Son gün konuşmasının ardından, sorulara da yanıt veren Chomsky, Türkiye’de Türban meselesi ile ilgili görüşü sorulduğunda; bunun kabul edilemez bir rezalet olduğunu söyledi:
“Başörtüsü ille de şeriat anlamına gelmiyor. Bu kadınların özgürlüğüyle ilgili bir şey. Niye bunu engellemeye çalışıyorlar? Bizim de 50 yıl önce giydiğimiz elbiseler şimdi rezalet sayılabilir. Yazlık evinde insanlar düşünün, arkadaşlarla kostüm kravat giyinmişiz. Bu mantıklı değil. Başörtüsünün takılması da bunun bir parçası. Şu an Avrupa’da, Amerika’da insanlar bu yüzden laikliğin tehlikede olduğunu düşünüyor. Kabul edilmez bir rezalet bu. Bunun arkasında korku var. İslamın radikalleşmesi korkusu. Bu icat edilmiş bir kaygı. Batıda da buna tanık oluyoruz. Dehşet verici bir şey birçok insan için. Sanki İslamcı imamlar ülkeyi ele geçirecek ve şeriat gelecek diye bir inanış var Amerika’da. Bu düşüncelerin sonuçları korkunç olur. Türkiye’de bu konuda da ısrar etmek gerekiyor.”

Kürtlere baskı artarsa şiddet de artar

Kürt sorununa nasıl bir çözüm getirirsiniz sorusu üzerine: “ Şiddeti arttırmak istiyorsanız, baskıyı da arttırın. Eğer şiddetin sona ermesini istiyorsanız, dikkati daha çok şikayetlere yöneltmek gerekir.” şeklinde konuştu. Bask bölgesindeki ETA ve İrlanda’da IRA ile bu şekilde çözüme ulaşıldığını hatırlatan Chomsky , “Şikayetler dinlenirse, şiddet taraftarları, yandaşlarını kaybedecektir.” dedi. Chomsky anadilde eğitim hakkı içinse “Kürtler nüfusun büyük bir bölümünü oluşturuyorlar. Anadillerini kamusal alanda da kullanabilmeliler. Katalan bölgesinde de Baskça konuşuluyor, izin verilmesi gerek şey bu.” şekline konuştu.

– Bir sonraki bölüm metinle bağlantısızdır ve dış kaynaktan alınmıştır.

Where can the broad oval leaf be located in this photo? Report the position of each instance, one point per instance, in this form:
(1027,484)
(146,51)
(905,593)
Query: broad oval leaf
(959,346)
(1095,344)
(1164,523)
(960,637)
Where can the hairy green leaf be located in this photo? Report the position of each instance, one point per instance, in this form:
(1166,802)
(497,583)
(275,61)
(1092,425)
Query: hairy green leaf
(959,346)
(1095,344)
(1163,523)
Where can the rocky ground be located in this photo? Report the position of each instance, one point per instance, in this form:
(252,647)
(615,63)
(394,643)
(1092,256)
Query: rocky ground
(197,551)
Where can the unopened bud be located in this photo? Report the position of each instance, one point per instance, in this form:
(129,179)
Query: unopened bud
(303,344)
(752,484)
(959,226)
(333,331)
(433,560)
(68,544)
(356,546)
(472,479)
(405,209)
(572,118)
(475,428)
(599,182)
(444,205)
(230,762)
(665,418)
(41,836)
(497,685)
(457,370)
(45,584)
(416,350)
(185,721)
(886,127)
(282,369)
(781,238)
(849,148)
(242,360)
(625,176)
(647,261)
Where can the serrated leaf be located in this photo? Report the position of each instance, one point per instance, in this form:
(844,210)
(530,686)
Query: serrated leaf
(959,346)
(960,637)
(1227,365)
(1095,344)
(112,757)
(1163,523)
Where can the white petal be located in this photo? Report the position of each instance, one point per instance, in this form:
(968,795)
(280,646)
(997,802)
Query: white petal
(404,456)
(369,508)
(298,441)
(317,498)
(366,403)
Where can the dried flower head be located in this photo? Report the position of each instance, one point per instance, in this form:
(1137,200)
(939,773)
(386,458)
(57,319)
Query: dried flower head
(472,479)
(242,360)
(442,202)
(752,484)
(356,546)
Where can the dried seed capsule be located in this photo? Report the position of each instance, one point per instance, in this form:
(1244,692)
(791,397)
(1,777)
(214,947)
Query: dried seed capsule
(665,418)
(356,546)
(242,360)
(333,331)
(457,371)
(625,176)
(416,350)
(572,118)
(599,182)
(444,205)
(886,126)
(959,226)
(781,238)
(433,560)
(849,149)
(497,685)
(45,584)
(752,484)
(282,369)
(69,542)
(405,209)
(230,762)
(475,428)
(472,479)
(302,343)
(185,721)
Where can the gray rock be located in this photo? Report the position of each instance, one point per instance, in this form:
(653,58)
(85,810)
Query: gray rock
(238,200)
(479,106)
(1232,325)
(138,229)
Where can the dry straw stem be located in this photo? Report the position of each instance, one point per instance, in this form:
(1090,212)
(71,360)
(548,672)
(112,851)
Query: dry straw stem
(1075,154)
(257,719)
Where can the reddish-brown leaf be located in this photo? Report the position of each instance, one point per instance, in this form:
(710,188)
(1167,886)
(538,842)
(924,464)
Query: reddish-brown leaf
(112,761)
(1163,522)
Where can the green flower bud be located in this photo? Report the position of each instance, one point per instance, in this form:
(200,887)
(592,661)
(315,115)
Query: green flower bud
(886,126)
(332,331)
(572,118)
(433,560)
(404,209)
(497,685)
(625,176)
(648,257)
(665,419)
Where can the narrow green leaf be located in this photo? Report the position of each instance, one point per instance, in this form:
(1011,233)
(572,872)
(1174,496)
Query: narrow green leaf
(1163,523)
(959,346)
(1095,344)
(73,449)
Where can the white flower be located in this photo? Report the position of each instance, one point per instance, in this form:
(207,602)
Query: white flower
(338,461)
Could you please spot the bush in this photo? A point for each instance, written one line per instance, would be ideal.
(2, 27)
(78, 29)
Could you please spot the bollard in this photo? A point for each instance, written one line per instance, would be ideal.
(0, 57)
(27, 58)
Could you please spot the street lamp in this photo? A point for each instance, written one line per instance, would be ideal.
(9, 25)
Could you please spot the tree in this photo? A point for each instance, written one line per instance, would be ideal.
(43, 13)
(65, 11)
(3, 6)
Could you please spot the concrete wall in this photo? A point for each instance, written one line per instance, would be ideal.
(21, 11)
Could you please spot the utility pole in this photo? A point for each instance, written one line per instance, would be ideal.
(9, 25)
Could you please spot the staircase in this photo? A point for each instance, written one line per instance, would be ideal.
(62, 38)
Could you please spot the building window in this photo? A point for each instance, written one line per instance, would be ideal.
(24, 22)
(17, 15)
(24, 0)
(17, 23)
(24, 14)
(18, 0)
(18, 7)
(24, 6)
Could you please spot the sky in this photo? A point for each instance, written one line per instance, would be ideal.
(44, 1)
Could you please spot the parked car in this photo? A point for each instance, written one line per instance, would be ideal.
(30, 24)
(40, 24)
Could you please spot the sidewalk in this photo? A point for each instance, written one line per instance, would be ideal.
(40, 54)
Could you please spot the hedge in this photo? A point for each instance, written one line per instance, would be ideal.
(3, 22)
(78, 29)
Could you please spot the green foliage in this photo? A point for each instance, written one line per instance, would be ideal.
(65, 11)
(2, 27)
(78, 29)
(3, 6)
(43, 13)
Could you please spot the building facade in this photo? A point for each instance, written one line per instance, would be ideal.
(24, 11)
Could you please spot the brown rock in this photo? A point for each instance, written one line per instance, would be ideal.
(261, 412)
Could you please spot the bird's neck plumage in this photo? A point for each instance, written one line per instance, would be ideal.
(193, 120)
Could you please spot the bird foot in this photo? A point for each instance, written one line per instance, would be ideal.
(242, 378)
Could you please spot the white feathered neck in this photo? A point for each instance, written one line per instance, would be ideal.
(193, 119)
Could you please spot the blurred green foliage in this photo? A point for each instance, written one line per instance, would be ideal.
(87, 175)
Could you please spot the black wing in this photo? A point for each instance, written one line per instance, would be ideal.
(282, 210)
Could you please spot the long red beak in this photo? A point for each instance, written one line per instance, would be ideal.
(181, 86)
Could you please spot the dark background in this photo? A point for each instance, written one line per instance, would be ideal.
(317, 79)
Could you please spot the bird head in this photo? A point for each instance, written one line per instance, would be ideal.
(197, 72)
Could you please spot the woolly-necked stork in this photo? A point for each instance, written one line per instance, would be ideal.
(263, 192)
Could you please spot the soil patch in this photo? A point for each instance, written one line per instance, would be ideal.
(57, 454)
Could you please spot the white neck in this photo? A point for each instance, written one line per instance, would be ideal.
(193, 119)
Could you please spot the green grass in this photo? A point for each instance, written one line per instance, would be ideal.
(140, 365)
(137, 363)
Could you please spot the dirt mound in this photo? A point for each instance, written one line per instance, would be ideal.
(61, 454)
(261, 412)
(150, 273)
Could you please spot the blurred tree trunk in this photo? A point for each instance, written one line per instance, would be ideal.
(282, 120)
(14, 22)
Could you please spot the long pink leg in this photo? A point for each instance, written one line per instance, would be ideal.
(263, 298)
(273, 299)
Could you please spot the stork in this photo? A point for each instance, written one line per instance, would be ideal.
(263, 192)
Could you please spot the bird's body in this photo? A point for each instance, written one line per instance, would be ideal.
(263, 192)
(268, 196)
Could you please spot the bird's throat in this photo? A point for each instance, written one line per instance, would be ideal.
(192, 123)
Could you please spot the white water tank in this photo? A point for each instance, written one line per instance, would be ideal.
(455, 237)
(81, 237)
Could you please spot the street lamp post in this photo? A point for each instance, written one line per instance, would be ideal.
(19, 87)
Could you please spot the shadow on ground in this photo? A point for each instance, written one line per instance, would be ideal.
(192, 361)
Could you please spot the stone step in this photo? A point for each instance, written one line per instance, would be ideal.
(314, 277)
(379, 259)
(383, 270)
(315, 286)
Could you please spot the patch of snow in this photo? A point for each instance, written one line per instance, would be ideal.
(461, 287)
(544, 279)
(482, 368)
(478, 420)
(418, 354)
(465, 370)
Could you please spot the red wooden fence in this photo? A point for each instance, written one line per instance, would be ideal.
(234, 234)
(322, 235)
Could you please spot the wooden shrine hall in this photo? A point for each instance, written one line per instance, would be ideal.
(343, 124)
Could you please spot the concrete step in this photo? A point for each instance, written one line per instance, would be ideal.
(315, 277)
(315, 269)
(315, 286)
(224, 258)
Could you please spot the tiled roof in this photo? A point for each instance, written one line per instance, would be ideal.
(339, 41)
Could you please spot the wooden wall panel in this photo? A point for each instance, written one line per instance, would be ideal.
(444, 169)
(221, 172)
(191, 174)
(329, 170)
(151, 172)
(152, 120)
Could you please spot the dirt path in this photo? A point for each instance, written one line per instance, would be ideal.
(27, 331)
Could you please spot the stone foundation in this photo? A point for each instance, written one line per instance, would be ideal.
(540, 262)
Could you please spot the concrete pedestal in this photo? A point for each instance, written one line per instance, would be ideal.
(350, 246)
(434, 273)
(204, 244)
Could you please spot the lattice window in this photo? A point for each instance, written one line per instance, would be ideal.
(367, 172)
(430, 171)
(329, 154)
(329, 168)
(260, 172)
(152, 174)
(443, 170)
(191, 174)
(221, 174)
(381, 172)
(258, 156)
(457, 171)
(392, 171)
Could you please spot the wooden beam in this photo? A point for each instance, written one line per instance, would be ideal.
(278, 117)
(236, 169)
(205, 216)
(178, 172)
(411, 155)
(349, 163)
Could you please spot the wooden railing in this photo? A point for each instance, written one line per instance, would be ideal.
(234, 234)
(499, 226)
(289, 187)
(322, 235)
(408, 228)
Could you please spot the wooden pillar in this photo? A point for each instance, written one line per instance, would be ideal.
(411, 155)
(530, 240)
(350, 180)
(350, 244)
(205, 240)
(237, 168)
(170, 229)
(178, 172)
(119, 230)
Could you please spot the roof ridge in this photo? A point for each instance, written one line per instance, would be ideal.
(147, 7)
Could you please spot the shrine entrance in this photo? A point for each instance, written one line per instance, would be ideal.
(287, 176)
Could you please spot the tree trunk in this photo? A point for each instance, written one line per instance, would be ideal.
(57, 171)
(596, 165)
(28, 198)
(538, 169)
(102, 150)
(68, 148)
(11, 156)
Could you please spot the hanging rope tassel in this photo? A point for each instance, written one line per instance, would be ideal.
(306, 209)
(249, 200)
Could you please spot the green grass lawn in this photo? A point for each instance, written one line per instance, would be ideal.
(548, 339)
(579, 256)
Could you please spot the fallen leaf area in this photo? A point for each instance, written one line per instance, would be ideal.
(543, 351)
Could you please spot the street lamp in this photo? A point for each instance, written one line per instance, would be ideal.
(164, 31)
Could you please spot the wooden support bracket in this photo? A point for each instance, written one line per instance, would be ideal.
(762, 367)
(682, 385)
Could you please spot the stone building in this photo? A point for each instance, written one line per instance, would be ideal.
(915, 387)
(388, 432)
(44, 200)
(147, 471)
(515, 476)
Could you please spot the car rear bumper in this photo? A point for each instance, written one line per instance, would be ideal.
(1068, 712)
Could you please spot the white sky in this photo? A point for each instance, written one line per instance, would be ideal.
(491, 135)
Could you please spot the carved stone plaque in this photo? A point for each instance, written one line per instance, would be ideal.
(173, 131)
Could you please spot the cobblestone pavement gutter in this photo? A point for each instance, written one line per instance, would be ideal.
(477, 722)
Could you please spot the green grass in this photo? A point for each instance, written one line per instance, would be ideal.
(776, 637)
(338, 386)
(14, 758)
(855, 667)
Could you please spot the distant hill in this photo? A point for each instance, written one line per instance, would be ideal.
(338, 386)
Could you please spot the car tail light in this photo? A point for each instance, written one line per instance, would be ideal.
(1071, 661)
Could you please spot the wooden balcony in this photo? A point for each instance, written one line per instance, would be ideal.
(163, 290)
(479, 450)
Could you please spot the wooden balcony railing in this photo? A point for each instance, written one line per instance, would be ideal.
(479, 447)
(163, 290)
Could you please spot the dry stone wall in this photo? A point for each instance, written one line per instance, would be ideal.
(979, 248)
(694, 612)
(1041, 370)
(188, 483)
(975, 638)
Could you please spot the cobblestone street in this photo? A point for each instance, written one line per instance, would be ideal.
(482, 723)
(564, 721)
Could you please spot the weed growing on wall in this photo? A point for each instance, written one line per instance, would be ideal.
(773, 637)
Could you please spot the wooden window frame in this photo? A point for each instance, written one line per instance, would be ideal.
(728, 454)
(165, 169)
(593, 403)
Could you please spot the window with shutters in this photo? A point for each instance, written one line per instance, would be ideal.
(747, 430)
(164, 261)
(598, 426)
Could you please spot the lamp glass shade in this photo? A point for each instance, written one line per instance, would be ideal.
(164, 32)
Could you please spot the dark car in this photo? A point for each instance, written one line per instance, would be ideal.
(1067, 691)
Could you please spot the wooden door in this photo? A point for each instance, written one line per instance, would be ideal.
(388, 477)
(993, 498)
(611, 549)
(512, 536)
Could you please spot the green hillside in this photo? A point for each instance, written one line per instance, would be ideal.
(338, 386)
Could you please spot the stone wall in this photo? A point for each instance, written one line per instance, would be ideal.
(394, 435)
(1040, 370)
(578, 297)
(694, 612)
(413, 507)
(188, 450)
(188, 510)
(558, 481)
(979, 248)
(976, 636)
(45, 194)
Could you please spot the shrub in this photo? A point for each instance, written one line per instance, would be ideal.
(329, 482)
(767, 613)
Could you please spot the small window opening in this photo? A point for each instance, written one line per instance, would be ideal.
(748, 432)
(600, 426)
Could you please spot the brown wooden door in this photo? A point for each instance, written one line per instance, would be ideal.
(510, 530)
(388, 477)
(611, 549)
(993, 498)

Chomsky’e göre ders açıktı. Dünyanın her yerinde düşünceye çok büyük baskılar ve cezalar vardı ve bunun için mücadele etmemiz gerekiyordu. Taa ki gerçek bir entellektüel düşünceye ulaşıncaya ve sonuç elde edinceye kadar. Nedenini de açıklıyordu: “İnsan hakları her zaman kazanılmıştır. Hiç bir zaman yukarıdan bahşedilmemiştir.”